Tomó los panfletos y los puso en una mochila.
- Buena suerte – dijo el neuquino.
            Sin aguardar respuesta, el neuquino dio media vuelta y, agazapado, desapareció, entre los arbustos y las piedras. Ramírez se arrastró en dirección opuesta a la de su compañero, ladera abajo. Pronto se detuvo y permaneció sin moverse, como aguardando algo. Oyó un ruido de ramas quebradas y alguien habló.
-¿Sos vos, Ramírez? – dijo la voz.
-Sí, soy yo.
A unos metros de distancia vio a un soldado que se incorporaba lentamente y se acercaba a él.
-¿Y? – le preguntó.
Ramírez le alcanzó la mochila que cargaba.
- Aquí están – dijo.
Teodoro la abrió y extrajo el paquete de panfletos. Trató de sacar uno tirando despacio por las puntas, sin quitar el hilo, pero no pudo. Finalmente, tomó una linterna e iluminó el panfleto que estaba en la parte superior del paquete.
- A ver qué dice…- leyó por un momento en voz baja - ¡Huum…! ¿No se les va la mano? – comentó después - ¿Unir a chilenos y argentinos, con la bronca que nos tienen los chilenos?
- ¡No seas boludo! – reaccionó Ramírez - ¿Qué puede tener en contra tuya el pobre laburante al que mandan a la guerra?
- Ellos quieren lo mismo que nosotros: las tres islas – justificó Teodoro.
- Nadie quiere las islas. ¡Qué se metan las islas en el culo!
- ¿Quiénes, los chilenos? – preguntó Teodoro.
- ¡Nooo, los Generales! – dijo Ramírez – Ahora nos mandan a la guerra, y si nos salvamos de morir aquí tenemos que volver a la villa miseria y a la fábrica, para que nos hambréen…¿no te das cuenta que lo que quieren es matarnos?
Teodoro asintió. Se quedo callado y bajó la cabeza, como reflexionando.
- Voy a pasar los panfletos al lado chileno – anunció Ramírez.
- ¿Querés darme una parte y la llevo al campamento nuestro? – le preguntó Teodoro.
- No, está bien – le agradeció Ramírez – Va a ser mejor que los lleve yo a mi regreso.
Ramírez metió los panfletos en la mochila.
- Tené cuidado…– le pidió Teodoro.
- Nos vemos mañana para el desayuno, o si no en la formación.
            Ramírez se agazapó, miró a su alrededor y se alejó por la ladera de la montaña.
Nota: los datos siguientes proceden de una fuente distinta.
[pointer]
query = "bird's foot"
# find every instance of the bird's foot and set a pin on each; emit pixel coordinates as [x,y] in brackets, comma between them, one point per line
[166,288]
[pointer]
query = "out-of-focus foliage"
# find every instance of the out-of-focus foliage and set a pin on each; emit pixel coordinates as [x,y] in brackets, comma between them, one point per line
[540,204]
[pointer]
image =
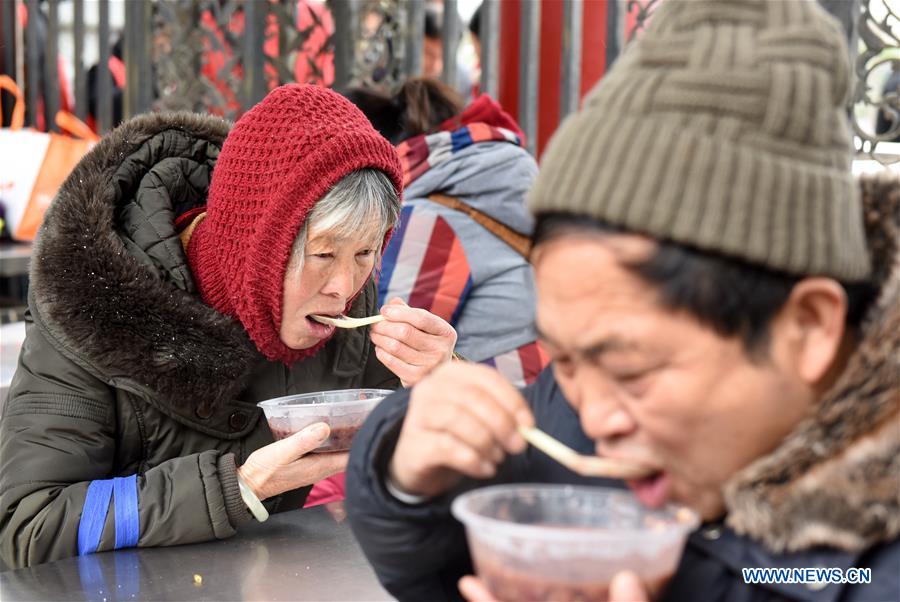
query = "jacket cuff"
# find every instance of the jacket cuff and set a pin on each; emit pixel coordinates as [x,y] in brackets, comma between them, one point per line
[234,504]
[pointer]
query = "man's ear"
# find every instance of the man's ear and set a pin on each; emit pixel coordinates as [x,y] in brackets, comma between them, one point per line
[808,330]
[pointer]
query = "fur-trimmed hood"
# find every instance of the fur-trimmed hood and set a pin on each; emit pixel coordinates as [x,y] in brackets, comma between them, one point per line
[110,285]
[835,481]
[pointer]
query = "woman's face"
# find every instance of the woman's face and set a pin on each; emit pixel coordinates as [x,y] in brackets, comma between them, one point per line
[333,271]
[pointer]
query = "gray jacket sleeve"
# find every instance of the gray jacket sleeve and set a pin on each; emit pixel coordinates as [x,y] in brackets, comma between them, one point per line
[58,433]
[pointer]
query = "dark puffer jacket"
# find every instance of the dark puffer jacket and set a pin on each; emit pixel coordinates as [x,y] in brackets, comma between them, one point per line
[125,371]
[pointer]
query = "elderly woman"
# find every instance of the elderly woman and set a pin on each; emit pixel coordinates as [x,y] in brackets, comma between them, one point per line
[172,288]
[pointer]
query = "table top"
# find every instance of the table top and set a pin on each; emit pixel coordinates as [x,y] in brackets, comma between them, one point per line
[14,259]
[300,555]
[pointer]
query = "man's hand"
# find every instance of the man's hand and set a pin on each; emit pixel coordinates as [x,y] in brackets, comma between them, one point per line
[287,464]
[411,342]
[625,587]
[462,420]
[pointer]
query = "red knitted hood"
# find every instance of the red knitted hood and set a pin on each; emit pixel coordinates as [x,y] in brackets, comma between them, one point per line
[280,158]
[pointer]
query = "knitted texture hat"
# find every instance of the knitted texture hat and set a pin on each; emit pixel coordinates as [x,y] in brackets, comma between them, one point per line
[722,128]
[279,159]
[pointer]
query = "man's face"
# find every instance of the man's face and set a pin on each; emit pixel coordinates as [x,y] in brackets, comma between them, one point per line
[432,57]
[333,271]
[653,385]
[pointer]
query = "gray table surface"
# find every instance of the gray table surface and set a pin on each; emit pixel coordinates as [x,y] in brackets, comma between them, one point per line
[14,259]
[299,555]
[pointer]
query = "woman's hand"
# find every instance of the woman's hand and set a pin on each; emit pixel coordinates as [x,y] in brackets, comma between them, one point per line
[625,587]
[287,464]
[462,420]
[411,342]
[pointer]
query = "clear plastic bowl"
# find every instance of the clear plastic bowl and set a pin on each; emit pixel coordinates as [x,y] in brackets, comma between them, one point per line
[564,543]
[344,411]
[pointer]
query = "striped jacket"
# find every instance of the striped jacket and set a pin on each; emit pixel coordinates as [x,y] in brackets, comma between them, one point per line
[441,260]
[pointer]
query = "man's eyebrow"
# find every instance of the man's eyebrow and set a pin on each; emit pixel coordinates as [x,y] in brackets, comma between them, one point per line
[604,345]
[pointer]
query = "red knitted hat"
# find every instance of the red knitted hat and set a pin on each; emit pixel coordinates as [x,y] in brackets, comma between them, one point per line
[279,159]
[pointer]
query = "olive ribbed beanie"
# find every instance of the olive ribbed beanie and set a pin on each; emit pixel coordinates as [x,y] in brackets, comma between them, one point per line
[724,128]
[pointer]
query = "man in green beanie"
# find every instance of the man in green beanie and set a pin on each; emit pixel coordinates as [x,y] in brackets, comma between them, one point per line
[721,310]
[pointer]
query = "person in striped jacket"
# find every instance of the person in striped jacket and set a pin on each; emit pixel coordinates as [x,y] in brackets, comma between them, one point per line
[465,174]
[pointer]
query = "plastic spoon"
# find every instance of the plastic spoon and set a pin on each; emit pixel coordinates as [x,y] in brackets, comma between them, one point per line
[587,466]
[345,322]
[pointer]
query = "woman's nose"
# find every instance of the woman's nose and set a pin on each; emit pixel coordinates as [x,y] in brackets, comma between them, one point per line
[340,283]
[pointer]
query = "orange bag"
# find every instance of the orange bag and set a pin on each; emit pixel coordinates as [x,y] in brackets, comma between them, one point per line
[34,164]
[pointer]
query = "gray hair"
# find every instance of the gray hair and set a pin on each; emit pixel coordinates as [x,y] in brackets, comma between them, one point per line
[360,197]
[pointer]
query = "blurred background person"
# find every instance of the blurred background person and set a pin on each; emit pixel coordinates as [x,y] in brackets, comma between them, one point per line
[455,252]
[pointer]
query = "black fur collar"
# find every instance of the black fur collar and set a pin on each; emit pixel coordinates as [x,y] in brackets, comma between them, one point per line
[113,314]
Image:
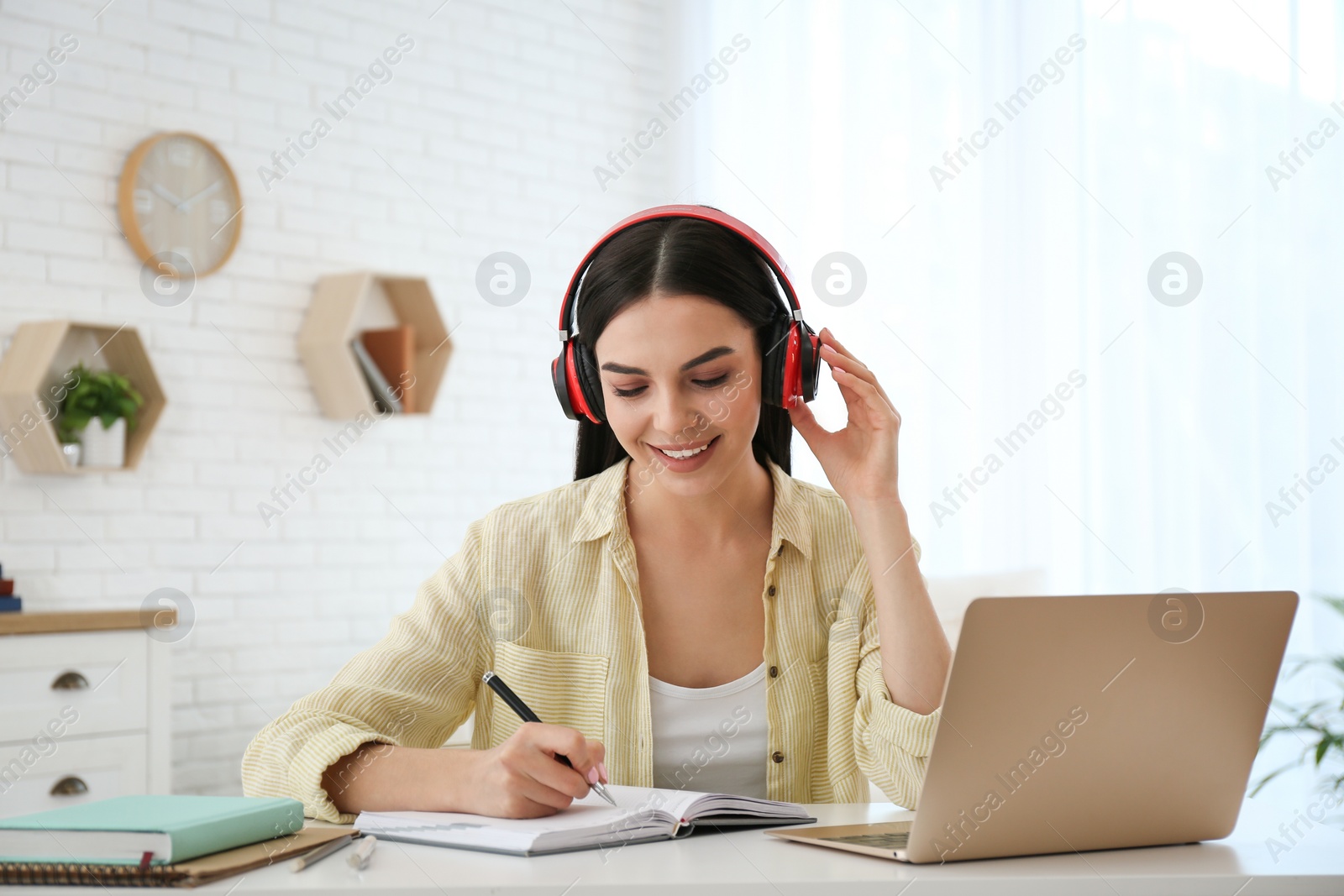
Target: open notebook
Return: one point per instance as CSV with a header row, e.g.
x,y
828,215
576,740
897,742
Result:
x,y
642,815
Su cuerpo pronto se perdió en la oscuridad. Teodoro lo vio desaparecer y miró hacia el cielo: las nubes ocultaban la luna. Luego descendió hacia el valle, donde estaba el campamento.







            La mañana siguiente amaneció con neblina. Las montañas que rodeaban el campamento casi desaparecían bajo el manto de niebla. Los soldados iban y venían con impaciencia entre las tiendas de campaña. A un costado, el cocinero atizaba los leños del fuego, que chisporroteaban bajo los calderos humeantes. Unos soldados formaban fila, esperando su turno para recibir el mate cocido. Cerca, otros bebían de los jarros y sumergían en el líquido trozos de pan. Teodoro vio a Ramírez a pocos pasos y se aproximó a él.
-¿Todo bien anoche? – le preguntó.
- Sin problemas – respondió Ramírez. Luego bajó la voz y agregó – Todo funcionó como estaba planeado. Alguien me estaba esperando a mitad de camino.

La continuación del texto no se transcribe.